Description
The Nash Ensemble presents a fascinating compendium of Frank Bridge’s chamber music, demonstrating the composer’s developing style.
Bridge is best known through his most famous pupil, Benjamin Britten, who recognized his teacher’s genius and frequently programmed his works. The Phantasy Piano Quartet, completed in June 1910, reveals Bridge’s early style at its most fluent. Writing in the 1948 Aldeburgh Festival programme book, Benjamin Britten revealed the essence of this work perfectly: ‘Sonorous yet lucid, with clear, clean lines, grateful to listen to and to play. It is the music of a practical musician, brought up in German orthodoxy, but who loved French romanticism and conception of sound—Brahms happily tempered with Faure.’

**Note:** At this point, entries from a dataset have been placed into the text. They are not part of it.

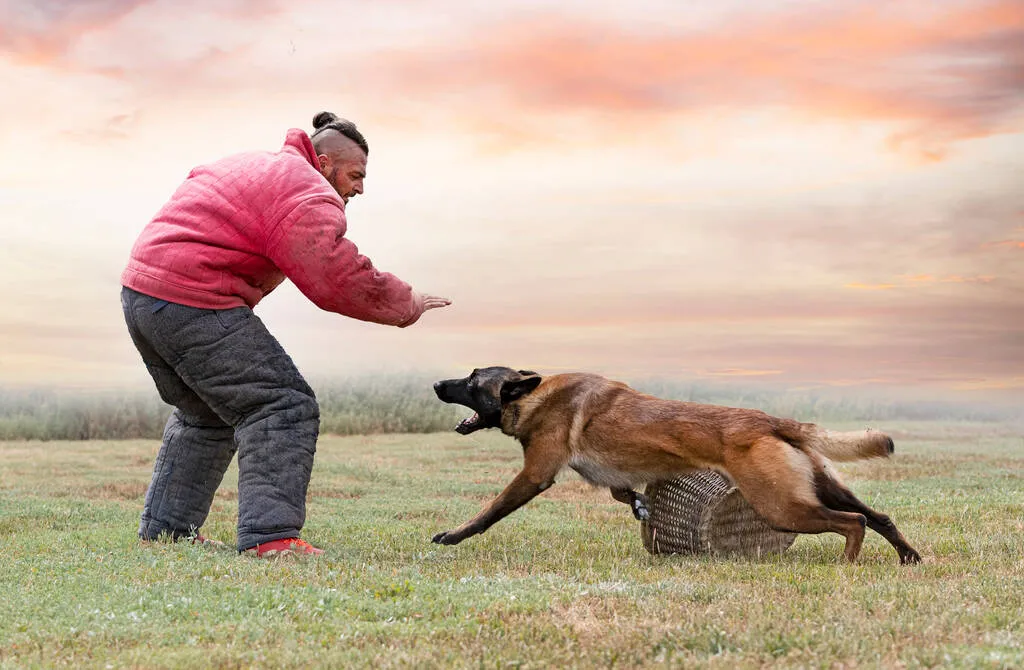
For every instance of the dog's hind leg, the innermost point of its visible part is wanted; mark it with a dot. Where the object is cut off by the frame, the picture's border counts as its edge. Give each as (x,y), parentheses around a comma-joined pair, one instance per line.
(777,479)
(833,494)
(636,501)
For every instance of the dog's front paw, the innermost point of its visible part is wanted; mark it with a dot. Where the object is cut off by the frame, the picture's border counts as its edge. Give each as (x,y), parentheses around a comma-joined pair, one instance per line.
(909,556)
(640,510)
(448,537)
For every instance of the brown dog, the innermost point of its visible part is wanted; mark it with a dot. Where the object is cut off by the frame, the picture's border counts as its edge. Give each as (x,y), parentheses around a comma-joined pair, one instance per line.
(617,437)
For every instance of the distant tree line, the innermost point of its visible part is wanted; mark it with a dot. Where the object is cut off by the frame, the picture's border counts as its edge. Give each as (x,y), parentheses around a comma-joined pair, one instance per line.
(393,403)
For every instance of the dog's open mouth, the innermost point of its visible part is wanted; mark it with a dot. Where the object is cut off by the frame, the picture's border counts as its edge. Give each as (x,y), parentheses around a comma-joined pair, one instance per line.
(467,426)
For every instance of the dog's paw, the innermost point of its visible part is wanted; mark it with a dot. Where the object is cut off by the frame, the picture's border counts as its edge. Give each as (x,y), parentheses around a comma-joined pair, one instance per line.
(640,510)
(448,537)
(909,557)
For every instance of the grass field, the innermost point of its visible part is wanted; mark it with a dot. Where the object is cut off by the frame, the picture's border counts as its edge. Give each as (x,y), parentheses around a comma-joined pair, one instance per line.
(564,582)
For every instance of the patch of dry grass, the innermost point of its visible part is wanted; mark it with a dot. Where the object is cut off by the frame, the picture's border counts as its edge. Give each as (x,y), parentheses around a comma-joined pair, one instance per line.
(563,582)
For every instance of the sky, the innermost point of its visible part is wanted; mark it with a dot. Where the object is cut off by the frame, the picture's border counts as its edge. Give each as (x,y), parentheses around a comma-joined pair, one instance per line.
(804,194)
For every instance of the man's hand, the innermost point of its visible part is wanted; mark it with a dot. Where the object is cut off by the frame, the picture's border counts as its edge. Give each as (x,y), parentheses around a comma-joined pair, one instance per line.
(434,301)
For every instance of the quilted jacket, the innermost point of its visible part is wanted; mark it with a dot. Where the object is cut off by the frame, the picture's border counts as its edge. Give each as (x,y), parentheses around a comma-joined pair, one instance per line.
(237,227)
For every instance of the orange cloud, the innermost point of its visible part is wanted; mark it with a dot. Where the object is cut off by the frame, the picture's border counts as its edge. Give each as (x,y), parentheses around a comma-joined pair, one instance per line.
(42,33)
(869,287)
(740,372)
(922,279)
(943,74)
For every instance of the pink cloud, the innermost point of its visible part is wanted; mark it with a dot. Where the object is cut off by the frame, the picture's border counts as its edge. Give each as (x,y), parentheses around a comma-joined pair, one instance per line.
(941,73)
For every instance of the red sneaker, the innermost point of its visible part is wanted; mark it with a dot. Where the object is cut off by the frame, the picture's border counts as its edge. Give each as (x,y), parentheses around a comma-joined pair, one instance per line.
(284,547)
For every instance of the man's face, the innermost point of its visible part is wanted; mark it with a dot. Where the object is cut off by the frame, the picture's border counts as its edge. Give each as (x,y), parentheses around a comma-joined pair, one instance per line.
(345,170)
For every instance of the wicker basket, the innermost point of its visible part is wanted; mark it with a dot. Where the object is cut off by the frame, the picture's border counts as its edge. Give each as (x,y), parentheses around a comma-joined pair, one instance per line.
(704,512)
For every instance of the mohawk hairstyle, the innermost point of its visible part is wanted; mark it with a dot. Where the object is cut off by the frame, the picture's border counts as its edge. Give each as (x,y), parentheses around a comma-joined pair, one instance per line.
(329,121)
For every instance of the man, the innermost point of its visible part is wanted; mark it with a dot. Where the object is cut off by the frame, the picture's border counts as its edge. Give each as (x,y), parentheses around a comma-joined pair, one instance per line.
(228,236)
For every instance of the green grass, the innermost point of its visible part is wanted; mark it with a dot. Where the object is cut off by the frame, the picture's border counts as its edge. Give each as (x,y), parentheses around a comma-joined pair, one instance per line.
(563,582)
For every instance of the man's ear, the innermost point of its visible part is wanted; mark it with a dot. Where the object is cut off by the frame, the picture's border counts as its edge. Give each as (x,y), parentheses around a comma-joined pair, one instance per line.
(512,390)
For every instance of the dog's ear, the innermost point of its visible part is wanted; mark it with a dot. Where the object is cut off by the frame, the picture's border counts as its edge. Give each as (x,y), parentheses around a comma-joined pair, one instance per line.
(512,390)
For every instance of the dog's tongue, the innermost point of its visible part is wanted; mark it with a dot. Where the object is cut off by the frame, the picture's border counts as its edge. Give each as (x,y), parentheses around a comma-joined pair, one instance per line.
(467,425)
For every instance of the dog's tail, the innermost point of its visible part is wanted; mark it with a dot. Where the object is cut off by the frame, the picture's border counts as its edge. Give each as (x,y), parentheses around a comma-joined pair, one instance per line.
(838,446)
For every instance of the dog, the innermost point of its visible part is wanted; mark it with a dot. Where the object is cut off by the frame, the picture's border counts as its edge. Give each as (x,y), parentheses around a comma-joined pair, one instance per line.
(619,437)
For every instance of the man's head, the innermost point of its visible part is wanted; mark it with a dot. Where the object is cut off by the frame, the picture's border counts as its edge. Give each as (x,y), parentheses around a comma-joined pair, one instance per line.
(342,152)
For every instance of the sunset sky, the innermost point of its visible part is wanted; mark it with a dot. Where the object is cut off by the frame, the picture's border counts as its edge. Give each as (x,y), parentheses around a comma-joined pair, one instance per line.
(806,194)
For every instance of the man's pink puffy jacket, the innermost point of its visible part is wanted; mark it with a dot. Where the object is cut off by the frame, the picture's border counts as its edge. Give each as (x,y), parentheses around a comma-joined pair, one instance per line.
(237,227)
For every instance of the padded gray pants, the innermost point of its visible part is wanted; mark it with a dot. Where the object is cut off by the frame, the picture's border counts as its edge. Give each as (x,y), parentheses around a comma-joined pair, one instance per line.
(235,389)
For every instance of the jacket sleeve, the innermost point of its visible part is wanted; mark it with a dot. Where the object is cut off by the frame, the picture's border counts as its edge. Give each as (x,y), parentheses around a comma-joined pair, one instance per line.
(310,248)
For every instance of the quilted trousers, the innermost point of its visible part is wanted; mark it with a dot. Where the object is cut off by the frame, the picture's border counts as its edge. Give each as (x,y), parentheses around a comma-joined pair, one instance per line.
(235,390)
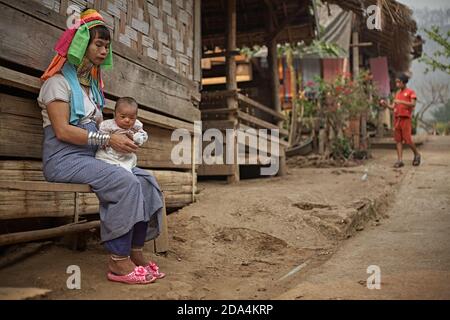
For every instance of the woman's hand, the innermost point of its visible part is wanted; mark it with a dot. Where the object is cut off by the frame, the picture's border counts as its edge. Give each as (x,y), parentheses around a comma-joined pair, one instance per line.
(121,143)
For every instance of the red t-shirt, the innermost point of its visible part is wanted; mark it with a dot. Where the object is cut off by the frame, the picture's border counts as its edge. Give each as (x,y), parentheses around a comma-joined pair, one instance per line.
(401,110)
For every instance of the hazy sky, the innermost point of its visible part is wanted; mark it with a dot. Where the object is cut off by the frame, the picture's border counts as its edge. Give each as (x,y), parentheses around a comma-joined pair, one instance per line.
(432,4)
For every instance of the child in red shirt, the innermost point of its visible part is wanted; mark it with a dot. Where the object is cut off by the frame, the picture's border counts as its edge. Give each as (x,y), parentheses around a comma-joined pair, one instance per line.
(403,106)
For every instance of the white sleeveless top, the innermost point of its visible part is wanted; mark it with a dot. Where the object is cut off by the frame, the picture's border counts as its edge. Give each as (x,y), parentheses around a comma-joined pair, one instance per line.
(57,88)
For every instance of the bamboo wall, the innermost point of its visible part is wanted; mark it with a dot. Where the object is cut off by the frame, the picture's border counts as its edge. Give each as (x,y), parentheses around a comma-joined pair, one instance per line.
(159,29)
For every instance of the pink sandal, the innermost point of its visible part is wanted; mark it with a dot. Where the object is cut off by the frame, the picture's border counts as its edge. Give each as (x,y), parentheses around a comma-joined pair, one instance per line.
(153,269)
(137,276)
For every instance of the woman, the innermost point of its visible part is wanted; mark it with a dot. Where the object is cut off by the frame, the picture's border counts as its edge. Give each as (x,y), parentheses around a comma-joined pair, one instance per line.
(71,99)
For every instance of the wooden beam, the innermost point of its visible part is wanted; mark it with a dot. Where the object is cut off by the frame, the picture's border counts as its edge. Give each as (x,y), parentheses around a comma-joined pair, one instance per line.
(162,241)
(272,13)
(20,237)
(197,41)
(44,14)
(44,186)
(259,106)
(221,54)
(150,88)
(32,84)
(289,20)
(230,61)
(362,44)
(260,123)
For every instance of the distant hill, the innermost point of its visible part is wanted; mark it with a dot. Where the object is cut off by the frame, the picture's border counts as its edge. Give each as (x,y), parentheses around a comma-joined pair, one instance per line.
(425,19)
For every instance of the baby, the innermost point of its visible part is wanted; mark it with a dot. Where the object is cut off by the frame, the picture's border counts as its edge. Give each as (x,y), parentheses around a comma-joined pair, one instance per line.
(125,122)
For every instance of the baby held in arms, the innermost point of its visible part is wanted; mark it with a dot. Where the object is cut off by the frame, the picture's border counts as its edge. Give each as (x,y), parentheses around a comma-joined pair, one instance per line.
(124,122)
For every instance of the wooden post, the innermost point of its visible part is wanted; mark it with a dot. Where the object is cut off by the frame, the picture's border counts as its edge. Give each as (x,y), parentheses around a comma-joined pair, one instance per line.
(193,159)
(355,50)
(232,102)
(197,41)
(293,127)
(76,217)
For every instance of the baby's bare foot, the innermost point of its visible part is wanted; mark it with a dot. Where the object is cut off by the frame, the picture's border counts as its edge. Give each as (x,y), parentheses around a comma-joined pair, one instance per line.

In his later works, represented here by the Cello Sonata and Violin Sonata, Bridge made use of more angular melodies, and seemed influenced by contemporary trends in Europe, much to the dismay of critics at home. Britten staunchly defended Bridge and writes about ‘the invariable fascination of the sound; the conversational melodies can be difficult to recognize, but the drama and tensions easy to feel’.
Also included are folk-song arrangements in which Bridge absorbs the material into his musical fabric, taking creative ownership of the melodies.